Oct 7, 201502:08 PMVan Lines
with Joe Vanden Plas
Alders, it’s no time to jump off Exact Sciences’ ledge
(page 2 of 2)
In a conference call with investors and market analysts, Conroy vowed to work with the task force through its public comment period and convince it to modify its draft guidance and include Cologuard as one of the recommended screening strategies. That’s worth the effort, especially since more than 20 commercial health insurers already cover Cologuard. Those 20 insurers represent 57% of the covered population.
However, it’s not the only factor local decision makers should consider.
Once the heat of the moment subsides, the stock price could recover from the beating it took on Tuesday, when the company’s share price dropped precipitously from its Monday closing of $18.53.
Moreover, the company, noting that early adoption of Cologuard remains strong, hasn’t backed off his commitment to adding 400 new jobs by 2019. Thus far, physicians have ordered more than 100,000 tests, which represents a strong product launch.
One thing to watch for is a final determination by the Centers for Medicare and Medicaid Services (CMS) on maintaining the current reimbursement rate for Cologuard. Last week, CMS issued a preliminary determination to maintain the current rate, and it also announced a new CPT billing code for Cologuard. Medicare and commercial payers use CPT codes to facilitate the processing of claims.

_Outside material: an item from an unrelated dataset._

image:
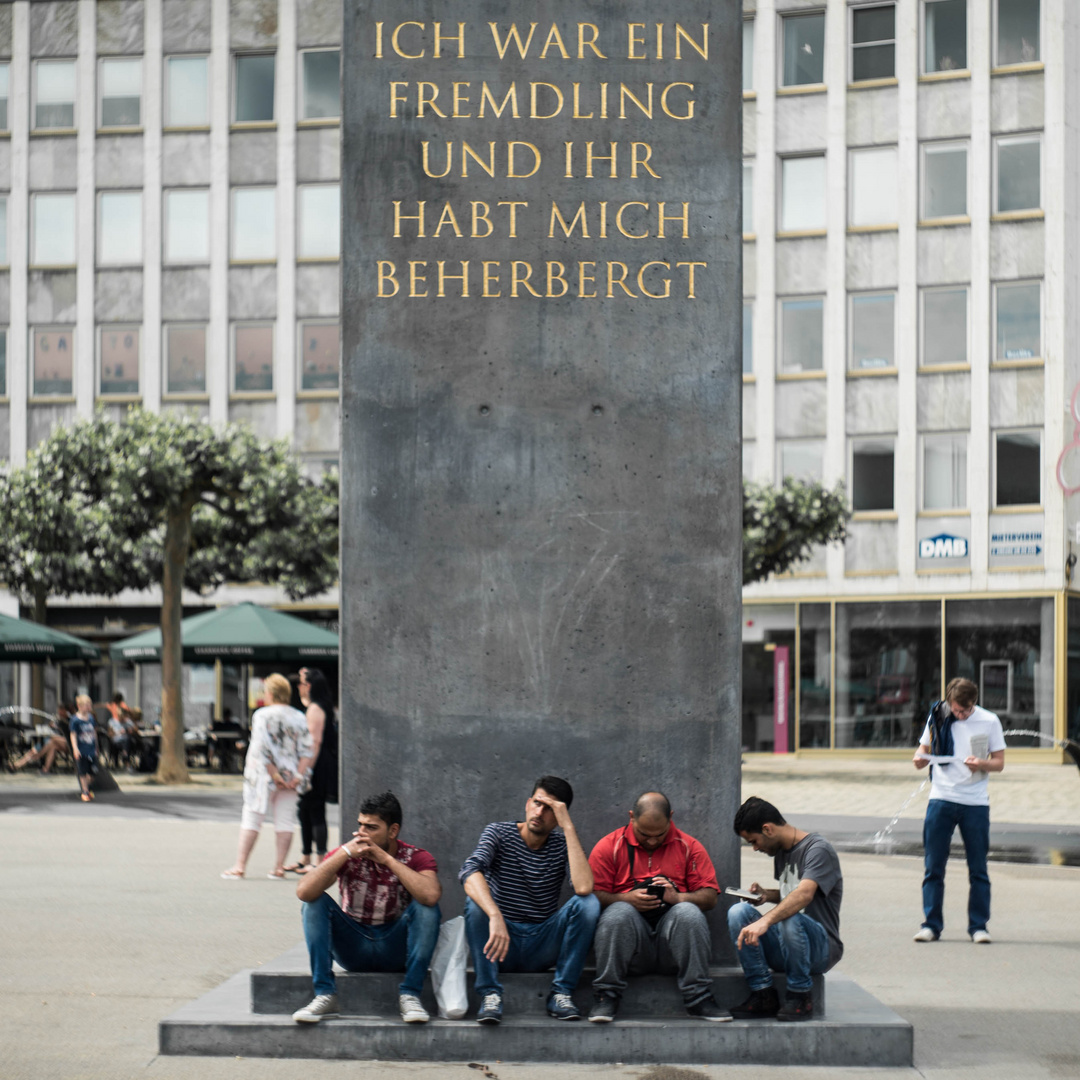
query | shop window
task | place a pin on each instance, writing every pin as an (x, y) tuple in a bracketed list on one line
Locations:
[(54, 94), (320, 221), (254, 89), (121, 82), (802, 193), (119, 360), (187, 226), (945, 471), (185, 359), (1017, 468), (1017, 161), (804, 50), (944, 180), (873, 331), (321, 84), (815, 676), (873, 42), (320, 355), (253, 358), (187, 92), (1017, 39), (120, 228), (888, 672), (945, 35), (1006, 647), (53, 361), (254, 225), (874, 186), (872, 474), (1017, 309), (801, 335), (944, 326), (53, 239)]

CMS is expected to issue its final decision in November for rates that will be effective on Jan. 1, 2016.
If the timing works out — remember, Exact Sciences would like to begin development in Judge Doyle Square by year’s end — it would also be a good idea to see if Cologuard is included in quality measures like HEDIS (Healthcare Effectiveness Data and Information Set). As Conroy notes, inclusion in those quality measures drives physician utilization and behavior, and payers want to be able to advertise to their large-employer customers that they have high-quality metrics.
So while all the focus is on panicky investors, how about taking a breath to see what CMS, insurers, doctors, and patients think?